The Constitutional Court is the next stop in the Democratic Alliance’s (DA's) fight against the controversial National Health Insurance (NHI) Bill.
On Wednesday, the National Council of Provinces (NCOP) postponed the debate and vote on the NHI Bill much to the irritation of the DA.
It now plans to write to President Cyril Ramaphosa to petition him to either send the bill back to the National Assembly or to the Constitutional Court to test its constitutional validity.
DA chief whip Siviwe Gwarube addressed a press conference outside the NCOP to detail the party's next move.
"If the president does not heed our call, we will invoke Section 80 of the Constitution, which indicates that a third of the members of the National Assembly may petition the ConCourt directly about the constitutionality of the bill – either parts of it or in its entirety," Gwarube said.
Gwarube said that the DA was not the only party in the National Assembly (NA) opposed to the bill.
"We believe that we can put together a third of the members of the NA to petition the courts directly. If, for some reason, we are not able to do this, the DA has already briefed its lawyers about this particular bill and the sections we are opposed to," she said.
The debate has been postponed to next week, after NCOP chairperson Amos Masondo received a letter asking that the vote be rescheduled.
Sources within the NCOP told News24 that chief whip Seiso Joel Mohai sent a notice of an urgent meeting at 13:32, asking to have a whips' meeting at 13:45.
It was here where opposition whips were told of a letter received by Masondo in which he was requested to defer the vote to 6 December.
In an unprecedented move, business organisations have written to the presiding officers of the NCOP as well as Deputy President Paul Mashatile, who is the leader of government business, urgently appealing to them to put a stop to the bill.
Last week, the NCOP Select Committee on Health and Social Services adopted the bill without any amendments to the version passed by the National Assembly, despite intense lobbying from Business Unity SA (Busa), Business for SA (B4SA), and healthcare professionals.
Healthcare professionals also voiced their concerns over the NCOP's refusal to amend the bill, which has moved almost entirely unchanged through the parliamentary process since 2019.
Business organisations are particularly concerned about Section 33 of the bill, which deals with the phasing-in of the NHI and the phasing out of private medical aid insurance.

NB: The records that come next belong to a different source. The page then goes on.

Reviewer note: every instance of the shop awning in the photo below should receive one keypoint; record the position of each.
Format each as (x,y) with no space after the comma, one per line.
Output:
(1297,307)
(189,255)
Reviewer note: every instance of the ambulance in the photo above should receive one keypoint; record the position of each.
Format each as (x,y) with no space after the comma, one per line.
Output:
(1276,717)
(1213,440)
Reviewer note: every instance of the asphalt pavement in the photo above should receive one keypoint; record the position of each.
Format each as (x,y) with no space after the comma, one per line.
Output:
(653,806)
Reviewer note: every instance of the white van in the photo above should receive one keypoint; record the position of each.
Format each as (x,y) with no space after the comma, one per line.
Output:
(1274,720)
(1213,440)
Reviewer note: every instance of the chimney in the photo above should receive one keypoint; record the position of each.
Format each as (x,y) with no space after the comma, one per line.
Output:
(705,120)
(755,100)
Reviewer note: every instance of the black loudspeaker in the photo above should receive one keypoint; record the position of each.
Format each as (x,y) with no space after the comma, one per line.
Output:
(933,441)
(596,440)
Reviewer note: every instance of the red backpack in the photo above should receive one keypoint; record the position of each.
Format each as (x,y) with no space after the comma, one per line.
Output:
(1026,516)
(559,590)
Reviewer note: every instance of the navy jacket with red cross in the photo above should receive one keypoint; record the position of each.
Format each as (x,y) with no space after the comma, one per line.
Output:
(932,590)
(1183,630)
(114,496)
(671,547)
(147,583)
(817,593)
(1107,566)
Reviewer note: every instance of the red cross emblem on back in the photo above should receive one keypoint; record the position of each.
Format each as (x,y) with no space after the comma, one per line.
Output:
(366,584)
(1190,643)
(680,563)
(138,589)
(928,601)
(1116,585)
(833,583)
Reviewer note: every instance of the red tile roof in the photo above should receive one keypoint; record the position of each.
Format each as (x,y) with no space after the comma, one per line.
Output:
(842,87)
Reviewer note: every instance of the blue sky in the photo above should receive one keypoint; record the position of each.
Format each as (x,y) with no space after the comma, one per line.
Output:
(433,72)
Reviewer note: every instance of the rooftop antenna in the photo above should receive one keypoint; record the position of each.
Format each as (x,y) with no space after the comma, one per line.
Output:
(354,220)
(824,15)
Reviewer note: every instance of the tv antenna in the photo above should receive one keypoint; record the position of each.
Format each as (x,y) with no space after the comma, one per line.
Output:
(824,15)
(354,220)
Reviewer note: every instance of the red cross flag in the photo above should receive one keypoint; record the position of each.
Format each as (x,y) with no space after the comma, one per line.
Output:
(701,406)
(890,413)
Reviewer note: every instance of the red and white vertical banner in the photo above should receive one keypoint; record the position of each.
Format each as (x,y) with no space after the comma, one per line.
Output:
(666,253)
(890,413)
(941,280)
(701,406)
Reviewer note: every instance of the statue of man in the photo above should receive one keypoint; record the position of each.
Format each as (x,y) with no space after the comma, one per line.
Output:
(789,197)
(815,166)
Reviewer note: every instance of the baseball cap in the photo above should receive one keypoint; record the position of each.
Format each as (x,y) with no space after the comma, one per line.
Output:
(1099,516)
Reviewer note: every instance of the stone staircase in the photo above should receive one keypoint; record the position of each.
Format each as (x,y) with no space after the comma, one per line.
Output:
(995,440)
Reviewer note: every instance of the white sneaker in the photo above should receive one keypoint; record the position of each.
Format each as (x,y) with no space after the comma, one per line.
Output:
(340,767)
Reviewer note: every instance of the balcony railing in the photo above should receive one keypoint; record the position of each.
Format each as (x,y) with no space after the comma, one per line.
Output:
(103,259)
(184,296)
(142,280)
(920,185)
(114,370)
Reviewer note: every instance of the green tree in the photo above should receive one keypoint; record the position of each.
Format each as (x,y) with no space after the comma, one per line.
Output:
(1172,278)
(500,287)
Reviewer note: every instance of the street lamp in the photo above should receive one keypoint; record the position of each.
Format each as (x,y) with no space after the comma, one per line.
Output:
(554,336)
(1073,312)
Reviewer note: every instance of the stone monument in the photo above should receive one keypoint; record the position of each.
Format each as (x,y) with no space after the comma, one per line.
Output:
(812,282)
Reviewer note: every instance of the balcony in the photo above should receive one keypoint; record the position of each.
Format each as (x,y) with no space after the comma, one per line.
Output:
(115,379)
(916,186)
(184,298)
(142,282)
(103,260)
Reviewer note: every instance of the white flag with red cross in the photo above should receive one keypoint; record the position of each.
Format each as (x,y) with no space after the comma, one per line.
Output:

It states that "once the NHI is fully implemented as determined by the minister of health, medical schemes may only offer complementary cover to services not reimbursable by the fund".
Meanwhile, the Congress of South African Trade Unions (Cosatu) has also weighed in on the matter.
Cosatu’s acting national spokesperson, Matthew Parks, has urged Parliament to pass the long-delayed legislation.
"The federation is deeply dismayed government wilted like a cheap suit under pressure from a little bit of lobbying by business to delay today’s scheduled passage of the NHI Bill by the National Council of Provinces. Pandering to the vested interests of private industry’s insatiable lust for profits at the expense of the health of millions of ordinary South Africans marks a dark day in our democracy," Parks said.
According to Parks, the country’s myriad of healthcare crises required the creation of the NHI.
"Government and the NCOP should not place the profit margins of private industry above the needs of society. We need government to speak with one voice as this level of policy uncertainty is not helpful. The ANC needs to exert itself and remind government and the NCOP that the NHI is an ANC policy mandate, not some seasonal slogan," he said.
Neither the ANC nor Parliament gave reasons as to why the vote was deferred to next week.
Presidency spokesperson, Vincent Magwenya, said on Wednesday that Ramaphosa wouldn't simply sign the controversial NHI Bill into law without giving due consideration to constitutional aspects and public participation processes.